Retrospectives are (or at least should be) an important part of a team’s life, be it an agile one or not. The book “Agile Retrospectives” by Esther Derby (of “Behind Closed Doors” fame) and Diana Larsen aims to get you and your team going with them. In an “agile” team where you’d work in iterations, a retrospective should take place after each one, and ideally after the project’s done. The latter would be the case for teams working with more classical end-to-end development approaches.
The book starts out by describing how to approach a retrospective, assuming you’ve never done one before, taking into account things like timing, group dynamics and structuring. The main part of retrospectives are activities. That doesn’t mean just doing something, but achieving something. An activity is always related to a specific goal, e.g. identifying problems. You wanna keep retrospectives interesting. That’s why this book introduces a lot of possible activities which you can adapt or change more to your liking (or team, for that matter). The next about 90 pages list activities you can do in each stage of a retrospectives.
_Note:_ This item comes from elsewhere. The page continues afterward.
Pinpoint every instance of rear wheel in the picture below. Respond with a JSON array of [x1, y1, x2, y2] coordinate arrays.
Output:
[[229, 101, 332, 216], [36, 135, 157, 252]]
The stages basically split a retrospective into parts into beginning, end, and the stuff in between, the latter being data-gathering, generating insights and deciding what to do. There are different ways to achieve these goals, and the book describes a lot of them in a sadly not-so-glory detail. The list of activities is exhaustive, but each one doesn’t go into much detail. It’s basically a list of things to say or do, and how to deal with certain situations that might come up.
Though some of them come along with examples from real or invented teams, in my opinion there are too few examples going into insufficient detail. “Behind Closed Doors” lives from the story it was built around. I miss that here.
The rest of the book does a good job explaining in a more suitable detail, but the list of activities might get a little dry, since some of the activities are variations or build on others. I’m aware that it’s supposed to be a reference you can get back to, but even then a little bit more information or examples couldn’t hurt.
“Agile Retrospectives” is a good reference to get back to when you plan a retrospective for your or another team. It’s a manual, which is good and bad at the same time. It contains all the information you need to get going, but it doesn’t tell you how to do it in every nitty-gritty detail. You’ll have to figure out the details yourself. And if that was the authors’ intention in the first place, they did a good job. If you thought about getting started with retrospectives in your team I’d recommend getting the book and reading the all the stuff around the activities, maybe some examples of the latter. When you start planning a retrospective, come back to the book and skim through the activities to find the ones you’d like to include in your retrospective.
One last thing: Why the name “Agile Retrospectives”? Though constant self- and team-improvement is an important part of agile teams, using the Agile brand is unnecessary here. A title like “Effective Retrospectives” would be more fitting, since retrospectives aren’t agile-only, and in the end running effective retrospectives is what the book is all about.